Using a deep learning model to predict and select disease-resistant plants

As the world’s population grows, agriculture must develop to meet our increasing food production needs.  In order to meet this challenge, Dr. Yongle Li is developing the tools to improve the plant breeding process with deep learning models and advanced DNA sequencing technologies. View Halo Profile >>

Tell us about your research 

The focus of my research is to develop molecular breeding tools to assist plant breeding. Conventional plant breeding process is time consuming and resource-intensive. Marker-assisted selection and genomic selection can shorten this process and save cost significantly. My group uses advanced DNA sequencing technologies and statistical models (mixed-linear model and machine learning) to identify DNA markers and genes associated with disease and yield-related traits in crops. However, complex traits such as grain yield are hard to predict, as they are often controlled by a large number of small effect genes with complicated interactions. Genomic selection is a new breeding tool for predicting and selecting complex traits of an individual plant from high-density DNA markers spread across the entire genome.

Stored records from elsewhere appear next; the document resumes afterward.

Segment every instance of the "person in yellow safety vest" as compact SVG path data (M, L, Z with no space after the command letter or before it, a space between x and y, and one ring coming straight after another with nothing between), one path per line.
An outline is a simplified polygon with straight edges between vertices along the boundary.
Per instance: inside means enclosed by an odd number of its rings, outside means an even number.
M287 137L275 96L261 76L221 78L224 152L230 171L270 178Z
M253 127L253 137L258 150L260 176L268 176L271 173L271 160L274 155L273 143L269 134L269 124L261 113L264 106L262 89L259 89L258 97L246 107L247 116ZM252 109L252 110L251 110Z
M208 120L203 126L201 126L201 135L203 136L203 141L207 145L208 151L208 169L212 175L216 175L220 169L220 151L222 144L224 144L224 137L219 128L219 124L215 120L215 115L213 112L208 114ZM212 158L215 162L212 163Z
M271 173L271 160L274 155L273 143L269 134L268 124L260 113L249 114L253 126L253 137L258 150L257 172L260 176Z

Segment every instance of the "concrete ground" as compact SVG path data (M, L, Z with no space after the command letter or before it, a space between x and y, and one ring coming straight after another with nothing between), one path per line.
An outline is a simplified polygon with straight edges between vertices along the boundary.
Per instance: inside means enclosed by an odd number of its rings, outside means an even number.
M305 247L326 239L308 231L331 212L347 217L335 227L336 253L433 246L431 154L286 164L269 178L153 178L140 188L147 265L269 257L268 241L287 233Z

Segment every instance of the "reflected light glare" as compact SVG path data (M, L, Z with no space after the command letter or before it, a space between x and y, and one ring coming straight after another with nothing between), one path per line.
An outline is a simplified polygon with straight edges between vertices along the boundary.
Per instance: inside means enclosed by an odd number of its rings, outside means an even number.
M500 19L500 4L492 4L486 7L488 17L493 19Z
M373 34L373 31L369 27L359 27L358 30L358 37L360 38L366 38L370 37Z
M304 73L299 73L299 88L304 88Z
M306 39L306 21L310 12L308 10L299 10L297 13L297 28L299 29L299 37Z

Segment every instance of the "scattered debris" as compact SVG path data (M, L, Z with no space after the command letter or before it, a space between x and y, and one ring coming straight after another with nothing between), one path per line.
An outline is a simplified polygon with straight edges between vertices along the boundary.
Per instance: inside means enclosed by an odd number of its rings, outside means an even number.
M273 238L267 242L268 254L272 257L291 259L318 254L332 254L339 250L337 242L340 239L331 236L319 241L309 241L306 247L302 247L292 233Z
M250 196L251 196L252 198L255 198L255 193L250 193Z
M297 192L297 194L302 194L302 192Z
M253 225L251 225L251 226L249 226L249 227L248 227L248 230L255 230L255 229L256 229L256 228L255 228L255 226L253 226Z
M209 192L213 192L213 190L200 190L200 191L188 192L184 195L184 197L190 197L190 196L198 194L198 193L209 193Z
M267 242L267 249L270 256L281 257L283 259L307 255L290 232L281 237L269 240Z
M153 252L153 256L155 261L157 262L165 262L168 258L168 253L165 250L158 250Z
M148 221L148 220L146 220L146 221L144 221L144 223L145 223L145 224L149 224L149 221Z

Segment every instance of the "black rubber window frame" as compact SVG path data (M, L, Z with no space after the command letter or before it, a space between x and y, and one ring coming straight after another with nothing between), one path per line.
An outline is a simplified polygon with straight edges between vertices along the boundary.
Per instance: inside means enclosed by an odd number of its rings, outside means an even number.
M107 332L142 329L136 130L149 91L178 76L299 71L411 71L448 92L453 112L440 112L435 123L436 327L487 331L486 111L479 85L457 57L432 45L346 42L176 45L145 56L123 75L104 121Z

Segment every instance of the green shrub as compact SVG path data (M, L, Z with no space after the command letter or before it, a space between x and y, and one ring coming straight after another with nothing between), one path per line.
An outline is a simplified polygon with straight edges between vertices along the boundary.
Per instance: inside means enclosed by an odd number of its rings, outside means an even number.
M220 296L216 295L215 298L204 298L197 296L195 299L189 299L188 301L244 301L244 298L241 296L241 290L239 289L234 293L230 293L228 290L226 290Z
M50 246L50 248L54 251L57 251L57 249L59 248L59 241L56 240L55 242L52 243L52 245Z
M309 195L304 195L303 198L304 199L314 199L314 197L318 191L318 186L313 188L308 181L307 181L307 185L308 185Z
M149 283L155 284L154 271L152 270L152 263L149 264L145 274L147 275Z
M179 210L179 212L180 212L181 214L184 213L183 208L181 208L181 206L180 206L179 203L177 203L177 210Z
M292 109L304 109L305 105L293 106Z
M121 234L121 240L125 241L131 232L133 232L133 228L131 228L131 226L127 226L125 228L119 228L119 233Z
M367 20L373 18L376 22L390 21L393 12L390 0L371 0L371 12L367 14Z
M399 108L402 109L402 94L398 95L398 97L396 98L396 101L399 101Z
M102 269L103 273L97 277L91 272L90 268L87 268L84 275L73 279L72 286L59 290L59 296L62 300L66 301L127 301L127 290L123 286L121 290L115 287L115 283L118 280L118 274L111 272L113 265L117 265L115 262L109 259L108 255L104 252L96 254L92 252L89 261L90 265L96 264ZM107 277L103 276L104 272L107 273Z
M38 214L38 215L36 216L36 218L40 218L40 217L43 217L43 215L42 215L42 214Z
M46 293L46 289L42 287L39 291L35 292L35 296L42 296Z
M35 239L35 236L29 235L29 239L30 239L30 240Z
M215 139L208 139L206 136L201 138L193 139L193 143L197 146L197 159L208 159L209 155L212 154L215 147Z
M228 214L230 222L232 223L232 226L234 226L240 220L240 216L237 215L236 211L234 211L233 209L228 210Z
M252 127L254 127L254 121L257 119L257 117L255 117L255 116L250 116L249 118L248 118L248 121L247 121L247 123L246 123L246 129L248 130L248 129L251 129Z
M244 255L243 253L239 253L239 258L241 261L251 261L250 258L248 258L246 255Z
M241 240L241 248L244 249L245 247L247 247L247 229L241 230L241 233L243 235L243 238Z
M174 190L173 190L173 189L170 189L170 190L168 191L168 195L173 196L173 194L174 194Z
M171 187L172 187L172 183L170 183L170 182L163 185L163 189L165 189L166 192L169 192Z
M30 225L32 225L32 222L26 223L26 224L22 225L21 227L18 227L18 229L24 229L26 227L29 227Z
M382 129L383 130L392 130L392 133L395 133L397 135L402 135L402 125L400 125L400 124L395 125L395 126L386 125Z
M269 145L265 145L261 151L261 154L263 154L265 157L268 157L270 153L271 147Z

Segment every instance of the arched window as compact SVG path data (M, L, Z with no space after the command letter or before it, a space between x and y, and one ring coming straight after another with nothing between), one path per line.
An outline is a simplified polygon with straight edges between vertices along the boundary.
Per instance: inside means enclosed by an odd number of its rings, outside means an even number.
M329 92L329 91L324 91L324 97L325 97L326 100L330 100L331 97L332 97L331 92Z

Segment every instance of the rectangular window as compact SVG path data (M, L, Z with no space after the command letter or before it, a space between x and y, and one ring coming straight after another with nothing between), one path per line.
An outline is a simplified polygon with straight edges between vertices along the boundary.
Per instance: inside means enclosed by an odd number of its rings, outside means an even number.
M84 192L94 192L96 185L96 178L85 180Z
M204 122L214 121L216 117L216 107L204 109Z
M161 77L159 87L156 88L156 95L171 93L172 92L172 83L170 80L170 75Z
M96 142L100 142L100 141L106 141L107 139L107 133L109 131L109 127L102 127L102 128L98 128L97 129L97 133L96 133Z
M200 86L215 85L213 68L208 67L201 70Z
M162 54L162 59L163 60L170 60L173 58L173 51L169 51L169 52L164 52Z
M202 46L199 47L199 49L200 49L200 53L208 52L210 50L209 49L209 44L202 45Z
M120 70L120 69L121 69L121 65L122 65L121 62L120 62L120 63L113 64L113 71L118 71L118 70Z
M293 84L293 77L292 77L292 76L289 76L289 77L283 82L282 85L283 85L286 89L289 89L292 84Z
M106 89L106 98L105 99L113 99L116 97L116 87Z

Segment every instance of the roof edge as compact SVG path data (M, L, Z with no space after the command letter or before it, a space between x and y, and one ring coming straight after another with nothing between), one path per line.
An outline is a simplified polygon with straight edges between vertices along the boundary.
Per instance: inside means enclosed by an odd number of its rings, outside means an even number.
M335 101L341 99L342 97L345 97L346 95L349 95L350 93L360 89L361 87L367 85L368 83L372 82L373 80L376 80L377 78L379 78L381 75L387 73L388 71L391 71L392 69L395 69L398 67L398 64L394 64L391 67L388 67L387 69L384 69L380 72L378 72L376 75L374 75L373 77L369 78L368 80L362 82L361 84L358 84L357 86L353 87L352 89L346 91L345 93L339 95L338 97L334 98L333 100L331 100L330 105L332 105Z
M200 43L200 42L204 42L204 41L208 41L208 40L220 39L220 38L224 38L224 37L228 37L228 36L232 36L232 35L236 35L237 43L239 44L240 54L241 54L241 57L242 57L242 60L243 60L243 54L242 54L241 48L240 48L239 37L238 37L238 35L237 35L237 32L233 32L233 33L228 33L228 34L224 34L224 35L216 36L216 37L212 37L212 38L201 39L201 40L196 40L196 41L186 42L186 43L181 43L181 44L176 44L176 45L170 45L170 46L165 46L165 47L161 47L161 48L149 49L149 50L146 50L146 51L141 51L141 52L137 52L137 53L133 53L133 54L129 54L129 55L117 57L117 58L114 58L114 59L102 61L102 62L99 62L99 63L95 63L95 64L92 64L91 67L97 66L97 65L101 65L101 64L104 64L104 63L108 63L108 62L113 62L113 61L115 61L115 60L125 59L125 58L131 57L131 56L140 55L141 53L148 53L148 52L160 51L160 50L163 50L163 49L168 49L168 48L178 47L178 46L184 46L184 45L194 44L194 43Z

Conventional plant breeding process is time consuming and resource-intensive. Marker-assisted selection and genomic selection can shorten this process and save cost significantly.

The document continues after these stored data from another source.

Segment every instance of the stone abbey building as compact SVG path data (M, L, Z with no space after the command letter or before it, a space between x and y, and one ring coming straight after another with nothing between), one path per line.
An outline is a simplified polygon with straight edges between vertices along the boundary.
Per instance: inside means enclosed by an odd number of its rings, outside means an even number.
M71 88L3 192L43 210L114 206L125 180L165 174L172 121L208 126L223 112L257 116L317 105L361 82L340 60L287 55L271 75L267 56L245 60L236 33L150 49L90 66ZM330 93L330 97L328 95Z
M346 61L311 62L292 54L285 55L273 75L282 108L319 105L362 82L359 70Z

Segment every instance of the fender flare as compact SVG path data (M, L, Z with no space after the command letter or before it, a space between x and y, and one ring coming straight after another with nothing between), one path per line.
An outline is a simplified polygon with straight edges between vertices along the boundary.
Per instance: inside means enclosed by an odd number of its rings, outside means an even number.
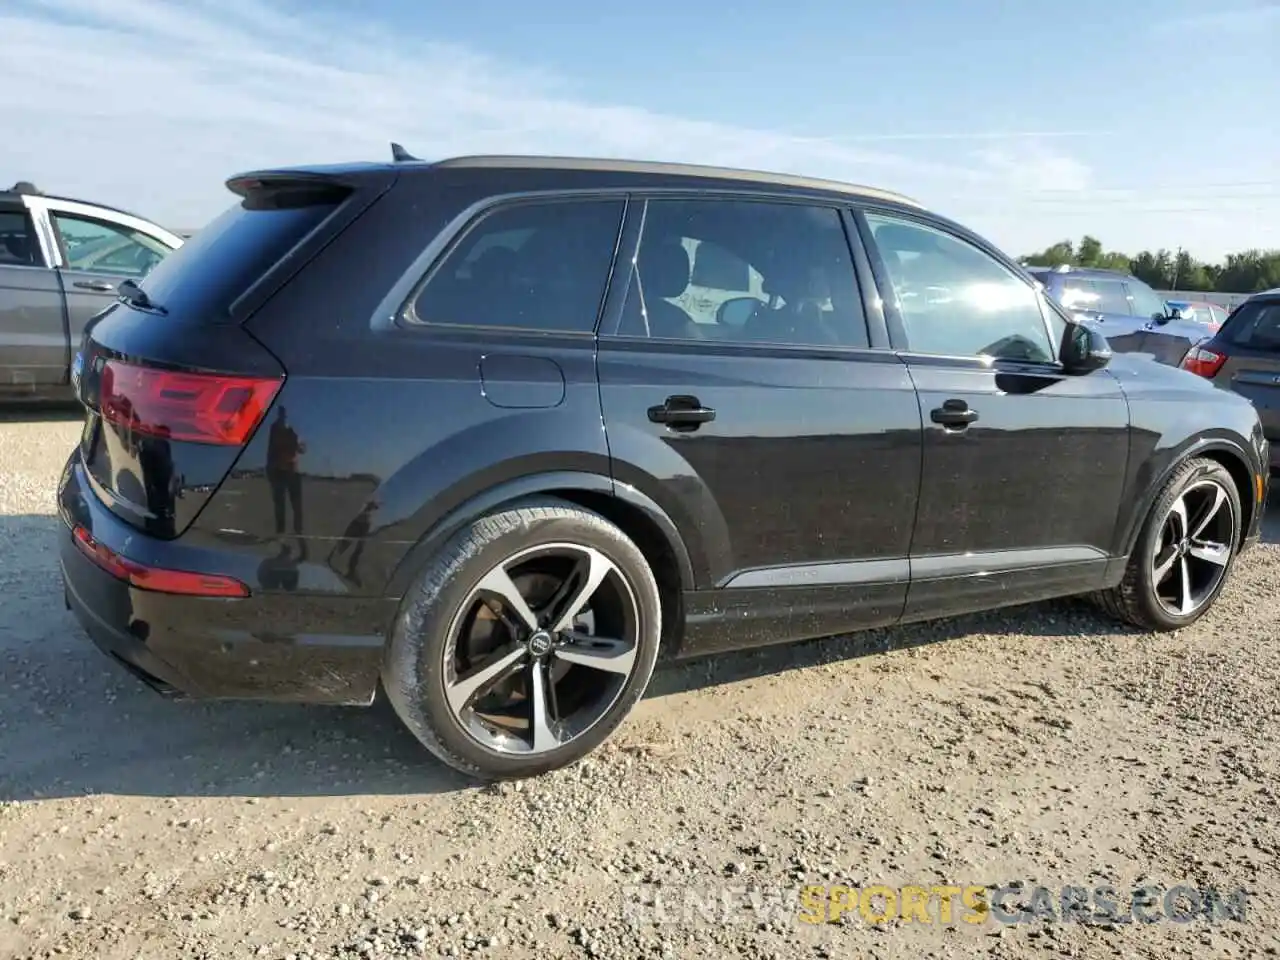
M646 494L625 483L614 483L600 474L579 471L553 471L548 473L527 474L496 484L459 504L441 517L423 534L416 544L410 547L396 565L387 584L386 594L389 597L402 597L409 589L413 578L417 576L432 554L439 549L449 537L457 533L471 521L492 512L498 507L516 503L538 495L557 495L572 492L604 494L622 501L644 514L661 533L675 557L680 584L684 590L694 588L693 563L689 557L688 547L680 535L679 528L657 503Z
M1133 551L1137 548L1138 537L1142 533L1142 526L1147 522L1147 517L1151 513L1151 507L1155 504L1156 498L1160 496L1160 491L1164 489L1164 485L1173 476L1174 471L1183 463L1192 457L1198 457L1205 453L1226 453L1234 459L1250 477L1255 473L1255 469L1250 461L1249 454L1242 444L1238 444L1233 440L1225 437L1199 437L1182 447L1176 456L1170 459L1169 464L1160 475L1156 477L1154 482L1149 484L1142 493L1142 499L1139 501L1138 509L1134 510L1126 521L1123 556L1129 557L1133 555ZM1254 511L1258 509L1258 505L1254 503L1252 491L1246 491L1248 497L1241 496L1241 504L1250 511L1249 519L1252 519ZM1240 533L1244 536L1248 529L1249 523L1245 517L1240 518Z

Can you explain that to a non-scientist?

Why are some individual plants  more resistant to diseases or produce more grain? This is determined by genetics, environments and their interactions. DNA sequencing is a powerful tool for understanding the genetic mechanism of important traits and translating this knowledge into selection tools for breeding purposes.

Why did you choose this area of research?

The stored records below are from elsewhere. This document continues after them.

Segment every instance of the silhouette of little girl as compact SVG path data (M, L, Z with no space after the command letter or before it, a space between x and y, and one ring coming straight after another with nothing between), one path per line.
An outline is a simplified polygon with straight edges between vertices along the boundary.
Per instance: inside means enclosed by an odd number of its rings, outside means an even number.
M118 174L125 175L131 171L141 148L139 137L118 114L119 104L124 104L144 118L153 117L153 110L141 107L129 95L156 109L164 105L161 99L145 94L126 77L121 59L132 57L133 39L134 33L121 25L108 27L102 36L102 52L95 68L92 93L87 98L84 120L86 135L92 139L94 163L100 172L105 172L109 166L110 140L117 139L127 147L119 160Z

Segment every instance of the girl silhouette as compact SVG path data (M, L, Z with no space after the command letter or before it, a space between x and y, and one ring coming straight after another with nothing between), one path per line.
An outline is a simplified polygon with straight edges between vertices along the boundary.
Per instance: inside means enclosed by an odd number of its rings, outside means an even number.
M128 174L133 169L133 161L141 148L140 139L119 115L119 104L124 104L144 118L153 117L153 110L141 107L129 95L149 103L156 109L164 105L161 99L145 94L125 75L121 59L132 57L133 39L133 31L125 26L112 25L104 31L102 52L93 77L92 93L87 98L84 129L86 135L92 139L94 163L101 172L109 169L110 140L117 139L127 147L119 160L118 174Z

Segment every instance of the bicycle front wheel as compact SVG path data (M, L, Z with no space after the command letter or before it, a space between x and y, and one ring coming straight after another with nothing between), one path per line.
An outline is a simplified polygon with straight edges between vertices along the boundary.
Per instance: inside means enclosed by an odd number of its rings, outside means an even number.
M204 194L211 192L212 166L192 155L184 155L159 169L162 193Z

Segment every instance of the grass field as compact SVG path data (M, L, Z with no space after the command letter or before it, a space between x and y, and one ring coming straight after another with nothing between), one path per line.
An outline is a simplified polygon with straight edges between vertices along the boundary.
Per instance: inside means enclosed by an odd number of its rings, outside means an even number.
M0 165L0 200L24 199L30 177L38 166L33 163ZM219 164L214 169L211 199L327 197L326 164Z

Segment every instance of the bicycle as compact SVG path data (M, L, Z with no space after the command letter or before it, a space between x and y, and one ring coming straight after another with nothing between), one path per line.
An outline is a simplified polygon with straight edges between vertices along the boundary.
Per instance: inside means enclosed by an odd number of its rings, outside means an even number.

I am always fascinated by the genetic mechanisms underlying plant development and animal behaviour. I like research that can solve “real” problems and has an impact on people’s lives. Plant breeding is an old discipline undergoing rapid rejuvenation with the help of advanced technologies such as DNA sequencing technology.

How could your Grants4Ag project someday impact #healthforall #hungerfornone?

Agriculture faces many challenges in the 21st century, including diseases outbreaks, climate change and drought. To feed an estimated 9.1 billion people by 2050, overall food production needs to increase by 70 percent. There is an urgent need to use modern breeding technologies to develop crop varieties with important traits such as disease resistance, climate resilience, high yield, etc.

There is an urgent need to use modern breeding technologies to develop crop varieties with important traits such as disease resistance, climate resilience, high yield, etc.

In this Grants4Ag project, my group will use a deep learning model, a sub-area of machine learning, to predict and select disease-resistant plants by combining major genes and minor genes to produce crops with durable disease resistance. Genomic selection using deep learning models could maintain and even increase genetic diversity in crops and be part of an integrated pest management strategy.